Cabazitaxel May Be More Effective Than Docetaxel in Some Prostate Cancer Patients

“In a new study reported by de Leeuw et al in Clinical Cancer Research, researchers found that the novel taxane cabazitaxel (Jevtana) has properties that could make it more effective than docetaxel in some patients with advanced prostate cancer. This hypothesis is currently being tested in a phase II clinical trial. Researchers have also found a genomic marker that could help physicians identify which patients might benefit most from cabazitaxel.

“ ‘It was surprising to find that cabazitaxel functions differently than docetaxel in killing cancer cells, even though they’re both taxanes,’ said senior author  and Professor of Cancer Biology at the Sidney Kimmel Medical College at Thomas Jefferson University. ‘It shows that we may not be taking full advantage of this next-generation taxane in the clinic.’

“For years, docetaxel has been the only effective chemotherapy for men whose prostate cancer was no longer responding to hormone treatments. The next-generation drug in the taxane family, cabazitaxel, was approved by the U.S. Food and Drug Administration (FDA) in 2010, but only for patients whose prostate cancer no longer responded to hormone therapy or docetaxel treatment.

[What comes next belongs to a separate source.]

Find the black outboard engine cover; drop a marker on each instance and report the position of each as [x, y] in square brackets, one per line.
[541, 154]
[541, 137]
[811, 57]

“Dr. Knudsen and colleagues explored how cabazitaxel worked and demonstrated that it might be more effective sooner in treatment. The researchers showed that cabazitaxel worked better than docetaxel in human prostate cancer cells lines that were resistant to hormone treatment, both in terms of slowing growth of cancer cells and in its ability to kill cancer cells.”


Novartis Lung Cancer Drug Zykadia® Recommended for EU Approval in Patients with ALK+ NSCLC Previously Treated with Crizotinib

“Novartis announced today that the Committee for Medicinal Products for Human Use (CHMP) of the European Medicines Agency adopted a positive opinion for Zykadia® (ceritinib) to treat adult patients with anaplastic lymphoma kinase (ALK)-positive advanced non-small cell lung cancer (NSCLC) previously treated with crizotinib[2]. If approved in the European Union (EU), Zykadia will be the first treatment option to address an unmet medical need for patients with ALK+ NSCLC previously treated with crizotinib.

” ‘Patients with advanced ALK+ NSCLC have few options when their cancer does not respond to currently approved therapy,’ said Alessandro Riva, MD, Global Head, Novartis Oncology Development and Medical Affairs. ‘As a leader in the development of precision oncology medicines, Novartis is committed to developing and bringing to market new treatments for patients with ALK+ NSCLC. This positive CHMP opinion for Zykadia brings us one step closer to providing the lung cancer community with new hope in the fight against this terrible disease.’

“Each year, there are 1.6 million people diagnosed with lung cancer, the leading cause of cancer death worldwide[3]. The most common type of lung cancer is NSCLC, accounting for 85-90% of all cases[4]. Of those, 2-7% are driven by a rearrangement of the ALK gene, which increases the growth of cancer cells and can be identified by a molecular test of the cancer tumor[1]. Despite significant treatment advances for patients with ALK+ NSCLC, disease progression is often inevitable and more treatment options are needed[5].”